The European settlers learned a lot from the First Nations, he noted, especially the French ones who married into Indigenous families, creating the Red River Métis.
“They’d been working, living, trading with Indigenous peoples, and they were learning some things along the way,” Sinclair said, noting the British settlers were generally less open to taking advice from First Nations, but that didn’t stop leaders like Chief Peguis from aiding the Selkirk area settlers as they struggled to survive their first winter in Canada.
Surviving Manitoba’s harsh winters has always come down to cooperation, Sinclair reflected.
“Winter is coming—that’s really the only truth of this place,” he said. “How long would you last by yourself outside with nowhere to go? Minutes … what the Indigenous people learned thoroughly, absolutely, is that you will never, ever survive alone. You have to commit to the person beside you and it doesn’t matter how they think, how they act, how they vote, what gender they are. It doesn’t even matter what they said yesterday, because you need them to share their medicines with you, share their food with you, and help you build a lodge.”
Learning to get along and build a community together—sharing what you have with others, ensuring everyone is taken care of—is a hallmark of Indigenous nations, Sinclair said, and it’s a character trait Canada retains by way of its social support and health care systems.

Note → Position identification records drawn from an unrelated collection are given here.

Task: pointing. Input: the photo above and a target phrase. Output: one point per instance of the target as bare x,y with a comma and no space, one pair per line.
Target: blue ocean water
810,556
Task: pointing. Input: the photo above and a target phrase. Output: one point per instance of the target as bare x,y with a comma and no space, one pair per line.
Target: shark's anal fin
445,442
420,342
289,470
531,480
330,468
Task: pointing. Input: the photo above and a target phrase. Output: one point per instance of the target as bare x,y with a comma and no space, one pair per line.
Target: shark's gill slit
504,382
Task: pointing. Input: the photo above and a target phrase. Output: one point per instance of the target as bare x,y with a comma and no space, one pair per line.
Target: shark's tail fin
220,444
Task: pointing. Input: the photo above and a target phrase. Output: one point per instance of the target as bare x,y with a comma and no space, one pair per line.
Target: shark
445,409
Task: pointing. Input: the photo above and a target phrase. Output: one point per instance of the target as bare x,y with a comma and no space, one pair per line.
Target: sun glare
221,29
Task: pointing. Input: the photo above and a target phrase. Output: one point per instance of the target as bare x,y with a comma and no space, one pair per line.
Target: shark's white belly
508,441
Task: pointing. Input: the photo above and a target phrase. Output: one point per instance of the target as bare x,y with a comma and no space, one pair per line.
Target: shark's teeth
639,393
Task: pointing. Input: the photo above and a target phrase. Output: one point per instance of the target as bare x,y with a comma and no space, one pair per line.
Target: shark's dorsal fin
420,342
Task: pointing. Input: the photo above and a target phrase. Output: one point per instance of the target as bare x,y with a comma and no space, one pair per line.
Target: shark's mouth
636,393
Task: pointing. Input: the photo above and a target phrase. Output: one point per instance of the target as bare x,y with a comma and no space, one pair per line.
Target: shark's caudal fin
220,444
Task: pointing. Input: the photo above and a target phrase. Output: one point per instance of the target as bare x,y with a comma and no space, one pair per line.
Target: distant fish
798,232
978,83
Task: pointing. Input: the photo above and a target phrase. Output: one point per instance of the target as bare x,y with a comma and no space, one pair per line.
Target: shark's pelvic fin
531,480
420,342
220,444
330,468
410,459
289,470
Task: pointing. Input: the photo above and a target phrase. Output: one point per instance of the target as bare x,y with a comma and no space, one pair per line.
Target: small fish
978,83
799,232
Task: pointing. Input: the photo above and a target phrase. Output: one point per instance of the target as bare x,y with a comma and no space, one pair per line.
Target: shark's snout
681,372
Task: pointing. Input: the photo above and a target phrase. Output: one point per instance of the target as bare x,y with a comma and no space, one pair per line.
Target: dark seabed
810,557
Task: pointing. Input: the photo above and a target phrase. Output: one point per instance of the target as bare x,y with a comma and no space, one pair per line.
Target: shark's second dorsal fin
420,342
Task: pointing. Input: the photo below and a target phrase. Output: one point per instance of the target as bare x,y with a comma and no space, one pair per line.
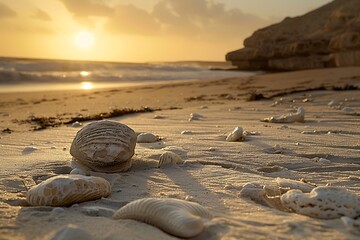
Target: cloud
128,19
83,10
203,19
6,12
41,15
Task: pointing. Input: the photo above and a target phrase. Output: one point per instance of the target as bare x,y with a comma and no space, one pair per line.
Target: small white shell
170,158
186,132
29,149
147,138
299,116
76,124
323,202
64,190
104,146
195,116
235,135
180,218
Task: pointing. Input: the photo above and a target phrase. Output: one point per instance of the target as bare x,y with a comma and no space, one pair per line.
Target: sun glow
86,85
84,73
84,39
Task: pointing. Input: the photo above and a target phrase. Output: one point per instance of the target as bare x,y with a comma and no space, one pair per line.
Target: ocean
20,74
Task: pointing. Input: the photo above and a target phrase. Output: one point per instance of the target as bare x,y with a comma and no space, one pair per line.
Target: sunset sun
84,39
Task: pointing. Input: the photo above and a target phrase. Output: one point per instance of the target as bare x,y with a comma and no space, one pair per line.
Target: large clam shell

“That is the premise for treaty, that’s the premise for what it means to work together, and that’s also the premise for democracy,” he stressed. “It’s what Indigenous peoples understood, which was a central, core principle: that the only way we’re going to survive in what is often harsh circumstances is by committing to the person in front of you.”
Sinclair also shared memories of growing up Indigenous in Canada and of his late father, Murray Sinclair, who headed up the Truth and Reconciliation Commission of Canada.
He also spoke on the partnerships between Indigenous and non-Indigenous groups in aiding Manitoba’s unhoused population, and in the growing number of Indigenous leaders serving on municipal councils across the province.
“We as Manitoba do radical, radical things … we have more Indigenous small town mayors than any other province in the country,” he noted, pointing out as well that the University of Manitoba currently has more Indigenous students than at any time in its history. “3,248—that’s 11 per cent of the entire campus. That’s doctors, lawyers, nurses, teachers, psychologists, criminologists, kinesiologists, scientists, botanists. There’s no bigger on-campus community this year at the University of Manitoba.”
He reflected on the Orange Shirt movement and its meaning for all Canadians, Indigenous or not, as a way to honour residential school survivors and those who did not make it home.
“This is not about trying to figure out and feel sad about the past,” he stressed of the symbolism of donning an orange shirt and participating in the National Day for Truth and Reconciliation. “It’s about saying, ‘This is what I’m going to do for the future.’”
Educating others as to the importance of reconciliation and about the mistakes of the past is something every Canadian can do, Sinclair said.
“You’re here [tonight] because you have learned, you’ve talked, you’re interested, you’re engaged—hopefully you talk about this with your friends … go talk to a person who would never come to this event and just tell them whether you enjoyed it … go out and talk about what you’re learning, what you’re thinking.
“You don’t have to agree with me—just the fact that you’re talking about it, talking about what it means to work together, live together, be with one another means that we are the most critically aware generation in history.
“This is critical mass … we’re talking, we’re listening, we’re engaging, thinking, and dreaming about what the future might look like.”